I own a new stainless 637 that to my surprise shoots exceptionally well. First time out at 15 yards double action I was hitting bullet holes on bullet holes? It does have a little snap with hot +p loads. My brother got my grandmothers old S&W snub and I can't hit the broad side of a barn with it? S&W new J frames are very slim, ergonomic, well made, and in my opinion currently are the best deal you will find in a new revolver. They used to be in the 500.00-600.00 range not too long ago.


----------



## wjh2657 (Jun 18, 2008)

3" barrel Stainless Steel J-Frame.

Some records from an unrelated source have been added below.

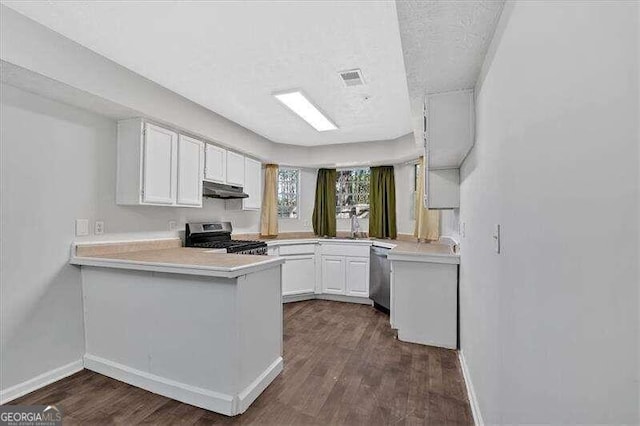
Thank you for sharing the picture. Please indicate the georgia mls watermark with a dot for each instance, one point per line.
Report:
(30, 415)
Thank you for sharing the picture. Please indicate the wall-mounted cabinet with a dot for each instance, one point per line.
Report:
(451, 127)
(216, 164)
(156, 166)
(444, 189)
(252, 184)
(235, 169)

It won't shoot as well as a 686 or carry as well as a 642, but it will do both adequately. You really need two guns to do both efficiently.


----------



## DavidLaPell (Aug 6, 2011)

I can tell you that probably the best shooting revolver for your first handgun is a 4-inch Model 10, pre-Model 10, Model 15 or something similar. At the same time don't overlook the Colt Official Police which is about the same size, even though I prefer the Smith.

Here's the S & W










Colt Official Police


----------



## JBarL (Sep 15, 2011)

I have a Smith & Wesson model 28 N frame Higway Patrolman 4 inch barrel. I carried it for work for many years Now it rides in my vehicle and I do carry it for a Concealed carry firearm I have a high ride Strong side Holster And when its on my waist its laying flat against my ribs good to know that its there. And with a large loose fitting t shrt on you cant see it I carry 2 speed loaders in my pocket. And Im comfortable with it. I shot nearly 3,000 rds through it and just used it to go through a Instructor course Shot a 250 out of 250 with it. and I can hit targets out to 50 yrds with it but I have it set for 25 yrds. but depending on the eviroment and size of body it could be hard to hide for some people and uncomfortable. but its a fine shooting firearm I love it.


----------